[LLVMdev] Question on Machine Combiner Pass

Wed Feb 4 17:33:07 PST 2015

----- Original Message -----
> From: "Mandeep Singh Grang" <mgrang at codeaurora.org>
> To: llvmdev at cs.uiuc.edu
> Sent: Wednesday, February 4, 2015 12:58:27 PM
> Subject: Re: [LLVMdev] Question on Machine Combiner Pass
> 
> 
> 
> 
> 
> Ping
> 
> From: Mandeep Singh Grang [mailto:mgrang at codeaurora.org]
> Sent: Tuesday, February 03, 2015 4:34 PM
> To: 'llvmdev at cs.uiuc.edu'
> Cc: 'ghoflehner at apple.com'; 'apazos at codeaurora.org';
> mgrang at codeaurora.org
> Subject: Question on Machine Combiner Pass
> 
> 
> 
> Hi,
> 
> 
> 
> In the file lib/CodeGen/MachineCombiner.cpp I see that in the
> function MachineCombiner::preservesCriticalPathLen
> we try to determine whether the new combined instruction lengthens
> the critical path or not.
> 
> 
> 
> In order to do this we compute the depth and latency for the current
> instruction (MUL+ADD) and the alternate instruction (MADD).
> 
> But we call two different set of APIs for the current and new
> instructions:
> 
> 
> 
> For new instruction we use:
> 
> unsigned NewRootDepth = getDepth(InsInstrs, InstrIdxForVirtReg,
> BlockTrace);
> 
> unsigned NewRootLatency = getLatency(Root, NewRoot, BlockTrace);
> 
> 
> 
> While for the current instruction we use:
> 
> unsigned RootDepth = BlockTrace.getInstrCycles(Root).Depth;
> 
> unsigned RootLatency = TSchedModel.computeInstrLatency(Root);
> 

The BlockTrace comes from MachineTraceMetrics, which is an analysis pass, and thus might have its data pre-computed.
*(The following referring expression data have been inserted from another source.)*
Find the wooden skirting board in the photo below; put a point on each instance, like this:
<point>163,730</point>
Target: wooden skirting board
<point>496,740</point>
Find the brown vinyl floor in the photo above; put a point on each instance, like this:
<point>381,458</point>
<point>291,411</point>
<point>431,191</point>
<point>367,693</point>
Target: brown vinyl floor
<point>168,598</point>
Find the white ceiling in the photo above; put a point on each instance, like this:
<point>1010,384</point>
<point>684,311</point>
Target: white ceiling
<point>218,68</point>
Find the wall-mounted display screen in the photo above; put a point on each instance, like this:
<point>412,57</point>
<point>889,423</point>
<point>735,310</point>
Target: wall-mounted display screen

This only strictly applies to the current instruction sequence. We need to use a different method to compute information for potential new instructions. Are you finding that these methods compute inconsistent results?

 -Hal

> 
> 
> This is related to the following commit:
> 
> commit e4fa341dde3c9521b7f11bd53ecdcbeb3f8fcbda
> 
> Author: Gerolf Hoflehner < ghoflehner at apple.com >
> 
> Date: Thu Aug 7 21:40:58 2014 +0000
> 
> MachineCombiner Pass for selecting faster instruction sequence on
> AArch64
> 
> 
> For this example code sequence:
> 
> %mul = mul nuw nsw i32 %conv2, %conv
> 
> %mul7 = mul nuw nsw i32 %conv6, %conv4
> 
> %add = add nuw nsw i32 %mul7, %mul
> 
> ret i32 %add
> 
> 
> 
> We generate the following assembly:
> mul w8, w0, w1
> 
> mul w9, w2, w3
> 
> add w0, w9, w8
> 
> ret
> 
> 
> 
> Whereas I expected the MUL+ADD to be combined to MADD otherwise I see
> degraded performance in several of my tests.
> 
> Could someone please explain why we use two different APIs to compute
> depth and latency for the two instructions?
> 
> Also if I try to use the same APIs for both then the depth for the
> NewRoot is 0.
> 
> 
> 
> Thanks,
> 
> Mandeep
> _______________________________________________
> LLVM Developers mailing list
> LLVMdev at cs.uiuc.edu         http://llvm.cs.uiuc.edu
> http://lists.cs.uiuc.edu/mailman/listinfo/llvmdev
> 

-- 
Hal Finkel
Assistant Computational Scientist
Leadership Computing Facility
Argonne National Laboratory